The “AI-Ready” component must also be understood precisely. It doesn’t mean all clients will deploy large model training clusters, but the infrastructure must be prepared for denser loads with higher demands for power, cooling, connectivity, and physical security. In colocation, such preparation can be a decisive factor for companies hosting GPUs, inference, advanced analytics, or intensive data platforms.
| Factor | Why It Matters |
|---|---|
| Available Power | Determines how many high-density loads can be hosted |
| Proximity | Reduces latency and brings data closer to businesses and users |
| Carrier-neutral | Allows choosing operators and improves redundancy |
| Tier III | Provides a design framework focused on availability |
| Renewable Energy | Addresses ESG commitments and regulatory pressures |
| AI-Ready | Prepares the environment for GPUs, inference, and intensive loads |
Templus’s growth is also supported by an acquisition strategy. After buying assets from AtlasEdge, the company manages a portfolio of over 60 MW and 750 clients in high-growth colocation markets, according to AtlasEdge’s statement. Its website already lists locations in Madrid, Barcelona, Málaga, Seville, Valencia, Ceuta, Lisbon, Amsterdam, Copenhagen, Leeds, London, Milan, Paris, and Zurich.
The value of being close to the data
The opening of the Barcelona campus underscores a broader European trend: digital infrastructure is spreading beyond traditional hubs. AI, edge computing, data sovereignty, European regulation, and latency reduction are prompting many companies to seek capacity closer to their operational hubs.
This does not diminish the importance of large-scale infrastructure centers. Madrid, Frankfurt, London, Paris, and Amsterdam will remain vital. But the map is no longer solely defined by a few hyper-concentrated centers. Companies are increasingly adopting hybrid architectures, distributing loads across public and private clouds, regional colocation, edge sites, and their own facilities. In this landscape, Barcelona becomes more attractive with sufficient capacity, connectivity, and operators capable of supporting growth.
For Templus, Catalonia is becoming a key part of its pan-European expansion. The company isn’t just increasing megawatts but offering proximity solutions for companies and governments needing to host critical infrastructure close to their operational environment. The challenge will be maintaining efficiency, connectivity, service quality, and scalability amid growing demand and rising energy and regulatory requirements.
The launch of the 10 MW campus in Zona Franca sends a clear message: Barcelona wants a bigger role in European digital infrastructure, and Templus aims to have a visible position in that movement.
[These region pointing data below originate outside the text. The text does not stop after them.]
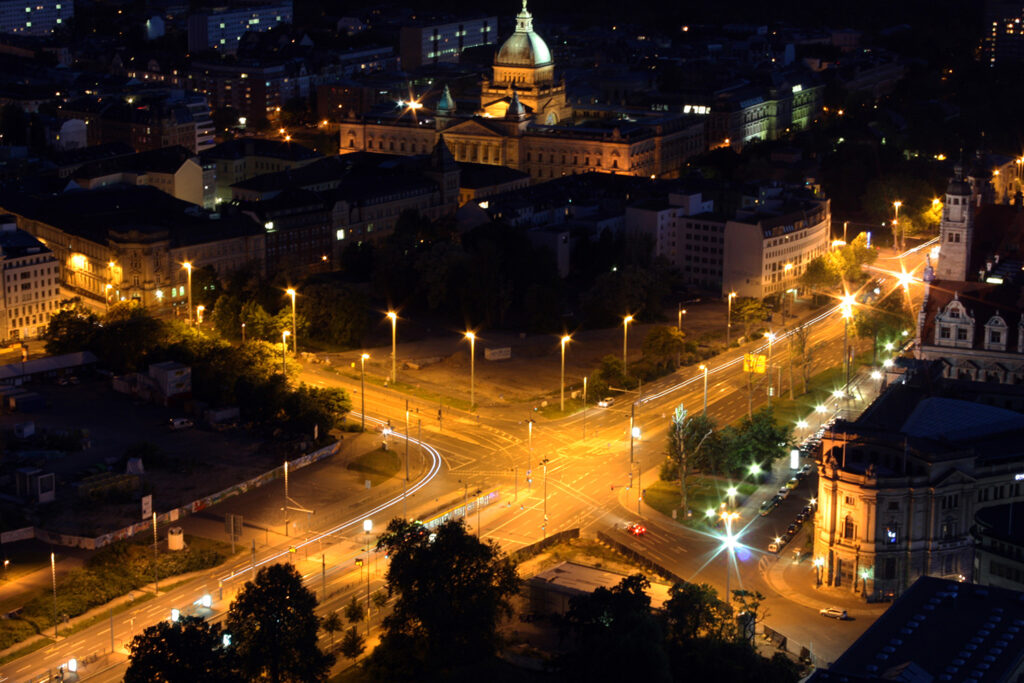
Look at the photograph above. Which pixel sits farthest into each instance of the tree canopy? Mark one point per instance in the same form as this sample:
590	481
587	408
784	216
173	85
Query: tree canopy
452	592
189	650
273	626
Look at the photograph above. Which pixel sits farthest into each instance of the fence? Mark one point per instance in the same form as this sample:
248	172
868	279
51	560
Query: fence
187	509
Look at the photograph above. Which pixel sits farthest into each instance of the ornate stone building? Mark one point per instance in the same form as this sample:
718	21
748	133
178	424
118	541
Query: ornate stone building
898	489
524	122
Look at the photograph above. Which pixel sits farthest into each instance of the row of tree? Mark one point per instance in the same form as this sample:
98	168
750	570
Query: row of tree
696	443
129	339
269	634
614	635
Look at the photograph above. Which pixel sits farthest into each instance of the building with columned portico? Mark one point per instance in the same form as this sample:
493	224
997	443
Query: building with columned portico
524	122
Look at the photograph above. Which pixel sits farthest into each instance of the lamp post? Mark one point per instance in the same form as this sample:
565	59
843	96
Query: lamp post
394	349
53	577
187	266
705	369
585	408
363	391
472	368
561	392
284	351
897	233
728	318
626	333
295	326
368	525
846	309
730	545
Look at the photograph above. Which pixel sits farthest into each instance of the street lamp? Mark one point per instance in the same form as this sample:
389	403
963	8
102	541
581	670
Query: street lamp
846	309
896	231
472	368
729	544
394	322
284	351
561	394
368	525
187	266
626	329
295	326
363	390
728	318
705	369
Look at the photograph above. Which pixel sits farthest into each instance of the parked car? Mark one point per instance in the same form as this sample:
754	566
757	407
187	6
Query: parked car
834	612
769	505
636	528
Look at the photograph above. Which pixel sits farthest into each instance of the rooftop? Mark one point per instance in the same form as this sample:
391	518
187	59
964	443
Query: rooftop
939	628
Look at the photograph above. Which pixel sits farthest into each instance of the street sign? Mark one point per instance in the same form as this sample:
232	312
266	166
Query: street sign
755	363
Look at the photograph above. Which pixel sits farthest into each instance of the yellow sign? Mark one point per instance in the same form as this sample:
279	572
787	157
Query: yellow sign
755	363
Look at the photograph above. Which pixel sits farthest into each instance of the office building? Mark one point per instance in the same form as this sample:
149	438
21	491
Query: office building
222	28
35	17
31	283
429	43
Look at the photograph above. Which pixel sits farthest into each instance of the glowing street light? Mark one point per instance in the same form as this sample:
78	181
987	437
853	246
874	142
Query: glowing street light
393	316
472	368
728	317
626	331
363	390
295	325
187	266
368	526
284	351
561	394
705	369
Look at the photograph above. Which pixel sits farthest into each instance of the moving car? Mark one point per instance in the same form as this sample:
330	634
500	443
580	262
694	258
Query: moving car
833	612
636	528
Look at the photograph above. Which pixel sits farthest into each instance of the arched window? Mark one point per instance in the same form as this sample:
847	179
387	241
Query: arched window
848	528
Frequently Asked Questions
What has Templus opened in Barcelona?
Templus has inaugurated a data center campus in Zona Franca with 10 MW of actual capacity, resulting from interconnecting two nearby facilities.
Where do the two campus data centers come from?
One originates from the acquisition of BitNAP from Cellnex in February 2025, expanded to 6 MW. The other is part of the AtlasEdge asset purchase, with 4 MW in Barcelona.
Why is this campus important for Catalonia?
Because it enhances local capacity for colocation, connectivity, and infrastructure ready for high-density loads—at a time when AI, cloud, data sovereignty, and digital transformation are accelerating.
What does “AI-Ready” mean for the campus?
It indicates that the infrastructure is prepared for more demanding loads involving GPUs, inference, advanced analytics, or data-intensive platforms, with higher power, cooling, and connectivity needs.